Panagopoulos I, Lassen C, Kristoffersson U, Aman P
Department of Clinical Genetics, University Hospital, Lund, Sweden.
Hum Mutat. 1999;14(1):71-9. doi: 10.1002/(SICI)1098-1004(1999)14:1<71::AID-HUMU9>3.0.CO;2-5.
Fragile X syndrome is associated with the expansion of the number of CGG trinucleotide tandem repeats at the 5' untranslated region of the FMR1 gene. The number of CGG trinucleotide repeats in normal individuals ranges between 5 and 50, in asymptomatic carrier individuals it ranges between 50 and 200, and in affected individuals it is more than 200 CGG repeats. In addition, in affected individuals the cytosine residues in the CGG repeats and the adjacent CpG island are methylated and the FMR1 gene is transcriptionally inactive. The most common diagnostic method for the detection of the syndrome is Southern blot analysis. Methods based on the polymerase chain reaction (PCR) could facilitate the rapid screening of large numbers of individuals by accurately determining the number of CGG repeats. Current PCR techniques for amplification of CGG repeats are, however, inefficient and unreliable because of their 100% C+G composition. Thus, most of the described PCR protocols require subsequent Southern blot analysis and autoradiography. We present a novel PCR approach for the diagnosis of fragile X syndrome based on the methylation-sensitive conversion of C residues to U by bisulfite on single-strand DNA and subsequent amplification of the antisense strand with specific primers. A PCR with primers for methylated C residues will amplify the CpG dinucleotide region upstream to CGG repeats exclusively in affected males. As a result of extensive mismatch between primers and bisulfite-treated DNA, no PCR fragments will be obtained in normal and transmitting males. Moreover, the bisulfite treatment dramatically reduces the C+G component of the region; thus, the high Tm and the strong secondary structures are no longer obstacles for PCR amplification. In normal and carrier individuals, UUG repeats (previously 3'-CCG-5') in the antisense strand can easily be amplified and visualized on a gel by ethidium bromide staining. We applied our method on 25 males previously diagnosed by Southern blot analysis. All the samples were easily and accurately diagnosed. The method has considerable advantages compared with other diagnostic tests for fragile X syndrome.

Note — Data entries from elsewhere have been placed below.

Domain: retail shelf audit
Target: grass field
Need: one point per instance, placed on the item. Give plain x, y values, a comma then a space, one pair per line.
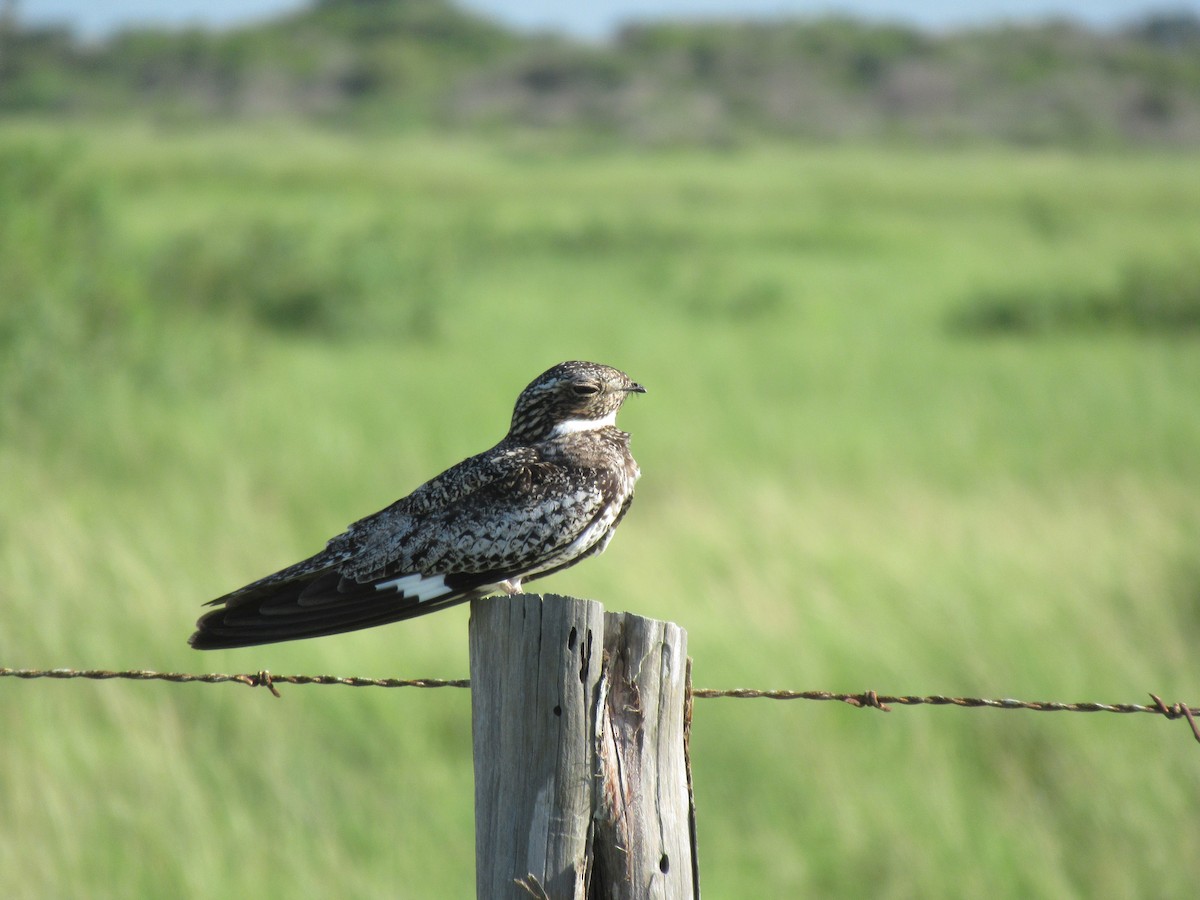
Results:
219, 348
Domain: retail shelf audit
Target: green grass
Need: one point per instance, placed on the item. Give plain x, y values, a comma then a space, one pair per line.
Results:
217, 349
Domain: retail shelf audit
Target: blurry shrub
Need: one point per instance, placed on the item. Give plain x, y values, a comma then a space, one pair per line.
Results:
300, 280
1145, 299
270, 275
66, 299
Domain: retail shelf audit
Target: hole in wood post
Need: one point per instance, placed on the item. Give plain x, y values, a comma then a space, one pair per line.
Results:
585, 659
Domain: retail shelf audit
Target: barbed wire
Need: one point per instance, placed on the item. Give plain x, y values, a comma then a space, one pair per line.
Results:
865, 700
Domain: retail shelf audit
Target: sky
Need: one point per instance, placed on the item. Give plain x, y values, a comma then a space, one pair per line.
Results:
597, 18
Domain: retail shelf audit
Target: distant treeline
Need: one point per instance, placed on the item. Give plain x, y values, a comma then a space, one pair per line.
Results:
427, 64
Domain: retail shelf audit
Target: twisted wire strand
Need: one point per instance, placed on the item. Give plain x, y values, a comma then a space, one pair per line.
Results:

脆性X综合征与FMR1基因5'非翻译区CGG三核苷酸串联重复序列数量的扩增有关。正常个体中CGG三核苷酸重复序列的数量在5至50之间,无症状携带者个体中其数量在50至200之间,而患病个体中CGG重复序列超过200个。此外,在患病个体中,CGG重复序列中的胞嘧啶残基和相邻的CpG岛发生甲基化,FMR1基因转录失活。检测该综合征最常用的诊断方法是Southern印迹分析。基于聚合酶链反应(PCR)的方法可以通过准确确定CGG重复序列的数量,便于对大量个体进行快速筛查。然而,由于其100%的C+G组成,目前用于扩增CGG重复序列的PCR技术效率低下且不可靠。因此,大多数所述的PCR方案都需要后续的Southern印迹分析和放射自显影。我们提出了一种用于诊断脆性X综合征的新型PCR方法,该方法基于亚硫酸氢盐将单链DNA上的C残基甲基化敏感地转化为U,随后用特异性引物扩增反义链。用针对甲基化C残基的引物进行PCR,将仅在患病男性中扩增CGG重复序列上游的CpG二核苷酸区域。由于引物与亚硫酸氢盐处理的DNA之间存在广泛错配,正常男性和传递男性中不会获得PCR片段化。此外,亚硫酸氢盐处理显著降低了该区域的C+G成分;因此,高解链温度和强二级结构不再是PCR扩增的障碍。在正常个体和携带者个体中,反义链中的UUG重复序列(以前为3'-CCG-5')可以很容易地扩增出来,并通过溴化乙锭染色在凝胶上可视化。我们将我们的方法应用于25名先前通过Southern印迹分析诊断的男性。所有样本都能轻松、准确地诊断。与其他脆性X综合征诊断测试相比,该方法具有相当大的优势。